Я хранила это убеждение при себе. Я прекрасно понимала, что не смогу его отстоять, но от этого оно только крепло.Елена никому не рассказала, что мой велосипед был лошадью или наоборот.
Она сделала это не по доброте, а потому, что я ничего для нее не значила. Она не говорила о незначительных вещах.
Впрочем, она вообще говорила мало. И никогда не заговаривала первой, а лишь отвечала на вопросы, которые находила достойными себя.
– Кем ты будешь, когда вырастешь? – спросила я, просто ради научного эксперимента.
Никакого ответа.
В действительности ее поведение подтверждало мою мысль. Дети, способные ответить на такой вопрос, – или ненастоящие дети (и таких много), или тяготеют к абстрактному мышлению и склонны к выдумке (это я).
Елена была настоящим ребенком, не расположенным к философии.

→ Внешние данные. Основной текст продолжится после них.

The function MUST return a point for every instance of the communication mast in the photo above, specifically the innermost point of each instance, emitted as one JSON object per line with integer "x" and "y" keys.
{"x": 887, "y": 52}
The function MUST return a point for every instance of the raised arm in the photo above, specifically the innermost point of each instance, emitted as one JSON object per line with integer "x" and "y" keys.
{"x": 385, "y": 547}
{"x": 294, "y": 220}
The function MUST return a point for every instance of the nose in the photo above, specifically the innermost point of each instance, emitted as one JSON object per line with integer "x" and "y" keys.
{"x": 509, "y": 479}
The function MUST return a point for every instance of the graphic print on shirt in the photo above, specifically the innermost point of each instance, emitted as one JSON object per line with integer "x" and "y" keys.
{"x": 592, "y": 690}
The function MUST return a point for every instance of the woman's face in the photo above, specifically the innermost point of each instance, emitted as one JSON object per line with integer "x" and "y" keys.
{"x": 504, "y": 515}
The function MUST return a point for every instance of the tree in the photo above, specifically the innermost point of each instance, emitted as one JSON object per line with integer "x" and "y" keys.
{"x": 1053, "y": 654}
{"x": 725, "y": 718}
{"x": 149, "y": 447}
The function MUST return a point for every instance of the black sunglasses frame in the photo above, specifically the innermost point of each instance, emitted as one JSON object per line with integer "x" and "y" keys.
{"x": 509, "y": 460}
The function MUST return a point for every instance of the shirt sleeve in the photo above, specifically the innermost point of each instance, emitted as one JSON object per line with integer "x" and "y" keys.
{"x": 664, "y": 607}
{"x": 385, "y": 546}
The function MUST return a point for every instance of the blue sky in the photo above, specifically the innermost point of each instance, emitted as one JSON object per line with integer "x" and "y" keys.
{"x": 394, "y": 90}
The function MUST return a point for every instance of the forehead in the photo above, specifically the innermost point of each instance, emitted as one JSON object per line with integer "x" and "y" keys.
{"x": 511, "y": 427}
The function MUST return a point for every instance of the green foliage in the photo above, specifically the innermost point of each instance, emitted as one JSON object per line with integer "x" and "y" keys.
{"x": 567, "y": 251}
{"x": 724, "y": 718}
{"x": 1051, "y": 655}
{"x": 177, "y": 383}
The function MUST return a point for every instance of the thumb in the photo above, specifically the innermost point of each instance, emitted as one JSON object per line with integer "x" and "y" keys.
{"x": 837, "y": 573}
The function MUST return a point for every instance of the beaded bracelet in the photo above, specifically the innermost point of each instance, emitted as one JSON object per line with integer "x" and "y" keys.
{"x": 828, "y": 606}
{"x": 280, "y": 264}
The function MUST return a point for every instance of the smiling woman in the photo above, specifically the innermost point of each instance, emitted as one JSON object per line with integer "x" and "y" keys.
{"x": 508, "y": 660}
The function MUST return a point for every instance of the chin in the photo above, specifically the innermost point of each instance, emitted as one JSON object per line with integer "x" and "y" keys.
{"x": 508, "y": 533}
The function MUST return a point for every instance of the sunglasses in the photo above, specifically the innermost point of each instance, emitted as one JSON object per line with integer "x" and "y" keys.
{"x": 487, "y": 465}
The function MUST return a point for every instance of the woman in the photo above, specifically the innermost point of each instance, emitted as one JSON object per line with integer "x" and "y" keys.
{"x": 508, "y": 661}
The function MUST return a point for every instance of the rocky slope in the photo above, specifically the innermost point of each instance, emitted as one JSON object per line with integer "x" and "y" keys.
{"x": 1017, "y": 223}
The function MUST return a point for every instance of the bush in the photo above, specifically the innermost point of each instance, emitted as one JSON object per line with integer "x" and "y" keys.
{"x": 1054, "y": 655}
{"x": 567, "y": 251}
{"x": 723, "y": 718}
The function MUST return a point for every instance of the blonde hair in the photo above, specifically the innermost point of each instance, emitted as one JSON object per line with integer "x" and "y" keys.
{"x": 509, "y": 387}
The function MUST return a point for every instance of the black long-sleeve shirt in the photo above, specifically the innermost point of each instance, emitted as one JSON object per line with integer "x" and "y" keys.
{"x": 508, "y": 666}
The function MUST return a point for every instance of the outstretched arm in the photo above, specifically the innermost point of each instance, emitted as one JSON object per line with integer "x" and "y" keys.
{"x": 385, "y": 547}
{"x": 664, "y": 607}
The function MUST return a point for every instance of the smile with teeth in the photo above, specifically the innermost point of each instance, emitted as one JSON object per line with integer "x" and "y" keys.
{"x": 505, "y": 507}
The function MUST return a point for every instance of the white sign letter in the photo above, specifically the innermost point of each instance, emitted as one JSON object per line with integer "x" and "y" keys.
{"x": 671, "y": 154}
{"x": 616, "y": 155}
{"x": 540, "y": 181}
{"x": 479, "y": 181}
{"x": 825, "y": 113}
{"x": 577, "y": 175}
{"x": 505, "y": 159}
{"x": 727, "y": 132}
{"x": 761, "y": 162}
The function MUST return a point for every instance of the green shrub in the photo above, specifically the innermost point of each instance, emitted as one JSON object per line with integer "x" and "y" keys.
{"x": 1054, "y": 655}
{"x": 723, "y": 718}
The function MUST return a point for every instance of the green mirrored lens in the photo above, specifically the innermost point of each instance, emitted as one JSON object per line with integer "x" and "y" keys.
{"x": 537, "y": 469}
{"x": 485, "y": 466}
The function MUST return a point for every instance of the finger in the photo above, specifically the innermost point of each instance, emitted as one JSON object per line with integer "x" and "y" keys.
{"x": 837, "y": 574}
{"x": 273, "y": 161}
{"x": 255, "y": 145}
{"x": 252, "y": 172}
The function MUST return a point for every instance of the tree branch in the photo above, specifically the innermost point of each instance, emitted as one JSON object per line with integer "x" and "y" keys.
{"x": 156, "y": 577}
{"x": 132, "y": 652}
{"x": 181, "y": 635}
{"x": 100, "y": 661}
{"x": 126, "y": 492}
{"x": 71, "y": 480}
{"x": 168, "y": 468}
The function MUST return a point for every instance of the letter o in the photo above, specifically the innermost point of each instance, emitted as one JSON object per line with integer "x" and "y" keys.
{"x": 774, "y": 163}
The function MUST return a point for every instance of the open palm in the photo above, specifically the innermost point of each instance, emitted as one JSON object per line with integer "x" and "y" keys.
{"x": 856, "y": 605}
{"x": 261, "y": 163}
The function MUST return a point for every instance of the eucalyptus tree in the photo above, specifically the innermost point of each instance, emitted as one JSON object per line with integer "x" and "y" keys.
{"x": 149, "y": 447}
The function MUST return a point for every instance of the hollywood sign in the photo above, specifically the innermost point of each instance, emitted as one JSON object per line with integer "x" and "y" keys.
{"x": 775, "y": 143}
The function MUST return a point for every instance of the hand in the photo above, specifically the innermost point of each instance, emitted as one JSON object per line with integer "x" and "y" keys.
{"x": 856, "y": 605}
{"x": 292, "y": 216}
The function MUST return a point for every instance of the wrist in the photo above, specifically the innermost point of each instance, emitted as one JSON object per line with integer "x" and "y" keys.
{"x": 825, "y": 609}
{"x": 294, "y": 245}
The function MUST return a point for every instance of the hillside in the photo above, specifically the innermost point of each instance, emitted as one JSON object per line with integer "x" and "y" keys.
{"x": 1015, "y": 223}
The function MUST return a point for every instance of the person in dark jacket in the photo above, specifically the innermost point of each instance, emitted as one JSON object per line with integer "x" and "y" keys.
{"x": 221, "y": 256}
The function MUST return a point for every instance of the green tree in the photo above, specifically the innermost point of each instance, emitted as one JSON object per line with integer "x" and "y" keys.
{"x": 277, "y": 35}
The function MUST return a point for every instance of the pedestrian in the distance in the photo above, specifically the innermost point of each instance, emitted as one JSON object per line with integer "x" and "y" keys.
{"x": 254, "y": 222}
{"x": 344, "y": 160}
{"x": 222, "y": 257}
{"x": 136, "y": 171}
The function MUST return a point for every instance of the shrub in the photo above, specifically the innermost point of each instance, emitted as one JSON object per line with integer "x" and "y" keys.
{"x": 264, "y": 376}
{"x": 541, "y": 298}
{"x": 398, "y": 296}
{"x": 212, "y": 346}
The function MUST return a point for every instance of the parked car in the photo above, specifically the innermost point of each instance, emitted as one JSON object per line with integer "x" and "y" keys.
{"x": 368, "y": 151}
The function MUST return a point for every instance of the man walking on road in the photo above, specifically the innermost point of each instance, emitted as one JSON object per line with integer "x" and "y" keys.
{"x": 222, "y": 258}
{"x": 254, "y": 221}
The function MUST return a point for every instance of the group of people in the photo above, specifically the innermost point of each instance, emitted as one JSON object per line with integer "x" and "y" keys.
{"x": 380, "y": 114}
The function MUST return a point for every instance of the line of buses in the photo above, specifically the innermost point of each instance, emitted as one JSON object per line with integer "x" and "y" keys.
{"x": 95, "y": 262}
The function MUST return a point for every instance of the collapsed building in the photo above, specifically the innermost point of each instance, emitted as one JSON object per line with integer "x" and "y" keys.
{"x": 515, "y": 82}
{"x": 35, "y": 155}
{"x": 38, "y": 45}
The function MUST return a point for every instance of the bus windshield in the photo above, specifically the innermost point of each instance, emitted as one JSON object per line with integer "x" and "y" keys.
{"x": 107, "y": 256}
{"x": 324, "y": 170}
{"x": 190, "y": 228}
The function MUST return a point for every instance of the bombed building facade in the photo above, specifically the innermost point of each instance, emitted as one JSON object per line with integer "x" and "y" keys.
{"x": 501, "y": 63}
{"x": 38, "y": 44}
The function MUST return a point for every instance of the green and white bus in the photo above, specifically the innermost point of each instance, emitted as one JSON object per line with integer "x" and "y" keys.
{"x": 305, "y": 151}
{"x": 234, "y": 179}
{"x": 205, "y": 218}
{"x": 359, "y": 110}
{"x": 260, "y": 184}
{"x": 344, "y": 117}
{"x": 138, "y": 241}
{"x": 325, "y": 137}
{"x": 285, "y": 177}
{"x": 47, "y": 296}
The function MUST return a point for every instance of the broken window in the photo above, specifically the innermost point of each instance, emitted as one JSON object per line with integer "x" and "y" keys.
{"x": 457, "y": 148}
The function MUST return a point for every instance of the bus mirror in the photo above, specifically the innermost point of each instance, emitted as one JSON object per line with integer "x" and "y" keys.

Ответить на столь глупый вопрос для нее значило унизить себя. Это все равно что спросить у канатоходца, что бы он делал, если бы был бухгалтером.
– Откуда у тебя такое платье?
Тут она снисходила до ответа. Чаще всего она отвечала так:
– Мама сшила, она очень хорошо шьет.
Или:
– Мама купила мне в Турине.
Так назывался город, откуда она приехала. Багдад не казался мне более загадочным.
Как правило, она одевалась в белое. Этот цвет восхитительно шел ей.
Ее гладкие волосы были такие длинные, что, даже заплетенные в косы, спускались ниже пояса. Ее мать никогда не позволяла китаянке притрагиваться к волосам дочери. Она сама тщательно и любовно ухаживала за ними.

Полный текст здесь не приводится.